I would probably recommend it to my mom, but not my twelve-year-old nephew. Yet.
Perfect parameter description! You have recommended to your mountain biking mom, anyway. = ]
Thanks for the link, Ookla. Very nice taste of good things to enjoy on the cold, rainy days to come on the Central Coast of CA.
Scenes of rape, incest, torture, murder, etc . . . are a part of real life, unfortunately, and are often integral to the heroic story line. When do they cross that sometimes-movable line into the disgusting, gratuitous, morbidly obsessive? When is it acceptable and when is it just a bit too much?

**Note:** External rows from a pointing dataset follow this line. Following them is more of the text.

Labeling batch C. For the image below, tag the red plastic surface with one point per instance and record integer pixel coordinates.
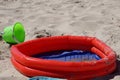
(24, 62)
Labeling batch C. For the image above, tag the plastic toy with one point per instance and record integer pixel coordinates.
(44, 78)
(24, 60)
(14, 34)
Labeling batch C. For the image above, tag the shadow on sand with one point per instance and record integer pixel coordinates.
(112, 75)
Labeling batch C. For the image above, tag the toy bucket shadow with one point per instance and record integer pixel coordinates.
(112, 75)
(14, 34)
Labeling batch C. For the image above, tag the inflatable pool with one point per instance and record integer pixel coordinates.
(24, 58)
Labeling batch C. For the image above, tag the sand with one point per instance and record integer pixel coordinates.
(98, 18)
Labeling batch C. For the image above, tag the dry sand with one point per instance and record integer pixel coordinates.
(99, 18)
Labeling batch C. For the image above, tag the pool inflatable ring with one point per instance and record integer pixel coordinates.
(30, 66)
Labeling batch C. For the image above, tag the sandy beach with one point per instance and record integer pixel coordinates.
(97, 18)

Tigana by Guy Gavriel Kay is pushing its limits for me right now. I'm going to have to clean my brain a bit after this. The lust-deranged Alienor of Castle Borzo is, to me, a gratuitous character. Maybe there will be consequences for her behavior, but she is written with far too free a hand s far and those of us whose parents suffered the real consequences of the free-love late sixties and seventies cannot read a scenario like this without (yet more) eye-rolling. Pleeez.
But the story and characters keep me reading. I am glad that I can hopefully trust other of Kay's works, so sez Miss Silk. He also gets lost in "saying rather than showing" all too often. But his characters' thoughts and motivations ring true and his voice of inspiration is obvious. By inspiration, I mean that indefinable quality of the author's connection with his/her muse; when the story writes itself and teaches the author something he/she did not know, when things are just simply amazing and winsome . . . you know what I mean. We know it when we read it, anyway.
Going to read Bookstore Guy's review site today, especially for the new EE Knight book.